The German government has long argued that international privacy law has lagged behind digital realities, though the tenor of the debate changed following Mr. Snowden's leaks. Still, privacy guidelines remain largely nonbonding. That is not to say that the situation has remained stagnant. The UN General Assembly took action in late 2013, passing a consensus resolution on “[t]he right to privacy in the digital age” affirming that human rights including privacy and freedom of expression apply online in a move that could contribute to a positive cyberpeace.
Without clarification, the utility of the ICCPR and human rights law generally to advancing global privacy law will continue to be undermined by spy agencies and private industry. But with renewed support, several ICCPR provisions – including Article 17 (protecting the right to privacy) and Article 19 (protecting the right to seek information) – would have new life as applied to data privacy.

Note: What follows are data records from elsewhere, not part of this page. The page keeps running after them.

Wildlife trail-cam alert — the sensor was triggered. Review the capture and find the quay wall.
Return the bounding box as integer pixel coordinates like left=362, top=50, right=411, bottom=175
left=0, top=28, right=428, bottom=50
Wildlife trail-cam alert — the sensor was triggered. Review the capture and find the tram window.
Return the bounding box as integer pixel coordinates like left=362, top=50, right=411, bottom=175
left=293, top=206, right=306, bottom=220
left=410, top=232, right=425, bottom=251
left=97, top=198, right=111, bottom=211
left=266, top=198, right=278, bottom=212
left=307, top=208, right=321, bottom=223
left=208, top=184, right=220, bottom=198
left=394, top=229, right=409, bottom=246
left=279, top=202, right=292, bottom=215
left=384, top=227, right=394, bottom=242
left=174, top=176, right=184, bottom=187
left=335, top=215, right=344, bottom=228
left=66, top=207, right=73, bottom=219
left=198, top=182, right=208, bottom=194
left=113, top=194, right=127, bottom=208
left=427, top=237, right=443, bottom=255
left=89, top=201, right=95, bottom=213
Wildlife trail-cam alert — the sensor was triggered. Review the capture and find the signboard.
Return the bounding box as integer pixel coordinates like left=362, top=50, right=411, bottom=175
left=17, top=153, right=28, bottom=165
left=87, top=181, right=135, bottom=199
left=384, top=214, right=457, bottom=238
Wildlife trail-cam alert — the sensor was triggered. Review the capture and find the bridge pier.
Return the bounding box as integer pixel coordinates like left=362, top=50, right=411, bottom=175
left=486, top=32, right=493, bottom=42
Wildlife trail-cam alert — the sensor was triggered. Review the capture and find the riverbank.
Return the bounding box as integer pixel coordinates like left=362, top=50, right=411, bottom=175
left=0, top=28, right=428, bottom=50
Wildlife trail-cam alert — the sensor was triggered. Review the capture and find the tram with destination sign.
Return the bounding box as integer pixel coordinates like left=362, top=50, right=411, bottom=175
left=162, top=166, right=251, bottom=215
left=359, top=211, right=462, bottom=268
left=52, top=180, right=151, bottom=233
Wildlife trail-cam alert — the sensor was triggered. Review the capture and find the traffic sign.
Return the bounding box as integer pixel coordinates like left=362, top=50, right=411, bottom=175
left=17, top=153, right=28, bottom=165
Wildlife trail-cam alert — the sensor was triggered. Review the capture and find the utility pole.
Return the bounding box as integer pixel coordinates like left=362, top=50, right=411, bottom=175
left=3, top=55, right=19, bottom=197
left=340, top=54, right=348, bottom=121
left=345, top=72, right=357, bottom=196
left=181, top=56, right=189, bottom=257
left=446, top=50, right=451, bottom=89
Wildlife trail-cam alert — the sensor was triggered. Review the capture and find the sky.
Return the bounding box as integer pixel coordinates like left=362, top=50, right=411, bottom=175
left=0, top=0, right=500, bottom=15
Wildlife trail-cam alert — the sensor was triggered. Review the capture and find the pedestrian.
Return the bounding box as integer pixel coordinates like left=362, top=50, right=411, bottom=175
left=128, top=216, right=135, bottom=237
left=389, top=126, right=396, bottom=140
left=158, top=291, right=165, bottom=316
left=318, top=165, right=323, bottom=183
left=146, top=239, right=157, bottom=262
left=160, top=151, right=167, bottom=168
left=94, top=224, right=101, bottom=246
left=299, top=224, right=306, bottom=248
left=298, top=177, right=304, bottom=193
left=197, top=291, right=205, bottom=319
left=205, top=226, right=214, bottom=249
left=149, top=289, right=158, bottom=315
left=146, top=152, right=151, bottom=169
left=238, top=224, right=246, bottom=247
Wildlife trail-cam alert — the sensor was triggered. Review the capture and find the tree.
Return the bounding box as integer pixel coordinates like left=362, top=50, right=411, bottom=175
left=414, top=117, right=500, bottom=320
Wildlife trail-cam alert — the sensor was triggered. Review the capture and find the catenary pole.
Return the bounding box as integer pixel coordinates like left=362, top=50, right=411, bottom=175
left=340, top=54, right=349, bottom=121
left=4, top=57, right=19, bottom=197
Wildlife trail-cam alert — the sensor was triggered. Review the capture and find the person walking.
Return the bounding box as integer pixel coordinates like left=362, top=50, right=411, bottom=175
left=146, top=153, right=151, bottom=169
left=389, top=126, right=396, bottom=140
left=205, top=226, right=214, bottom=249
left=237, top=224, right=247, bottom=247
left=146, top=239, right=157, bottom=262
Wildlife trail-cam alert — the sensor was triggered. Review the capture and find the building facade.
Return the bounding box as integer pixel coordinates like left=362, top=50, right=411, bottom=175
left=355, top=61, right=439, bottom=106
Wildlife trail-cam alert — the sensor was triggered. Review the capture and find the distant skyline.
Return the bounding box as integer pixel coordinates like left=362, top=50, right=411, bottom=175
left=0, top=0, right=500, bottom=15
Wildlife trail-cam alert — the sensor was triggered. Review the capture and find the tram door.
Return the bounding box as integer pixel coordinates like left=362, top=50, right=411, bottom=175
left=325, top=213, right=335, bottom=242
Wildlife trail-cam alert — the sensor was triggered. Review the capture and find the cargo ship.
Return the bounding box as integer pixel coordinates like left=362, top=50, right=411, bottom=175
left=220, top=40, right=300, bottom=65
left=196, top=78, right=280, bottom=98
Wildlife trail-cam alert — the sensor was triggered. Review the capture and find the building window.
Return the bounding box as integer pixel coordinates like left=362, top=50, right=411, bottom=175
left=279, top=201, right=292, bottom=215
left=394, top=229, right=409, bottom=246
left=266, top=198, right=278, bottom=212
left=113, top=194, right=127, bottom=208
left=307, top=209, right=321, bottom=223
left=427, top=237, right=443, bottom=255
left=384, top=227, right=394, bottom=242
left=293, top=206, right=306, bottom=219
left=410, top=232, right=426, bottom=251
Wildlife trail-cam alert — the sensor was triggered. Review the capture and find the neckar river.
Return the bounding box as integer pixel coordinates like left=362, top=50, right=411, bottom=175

Supporting the drive for a new protocol would seem to be the most politically palatable option for US policymakers in the near term, but there is an argument to be made that these options are not mutually exclusive – negotiations could begin on a new international privacy treaty in tandem with mutually reinforcing work on a new Protocol to Article 17.
US engagement in any of these options beyond Safe Harbor would send a powerful message to the world that would help rebuild trust in both the US government and the US tech sector – providing businesses with greater certainty, and helping to narrow the widening transatlantic rift over data.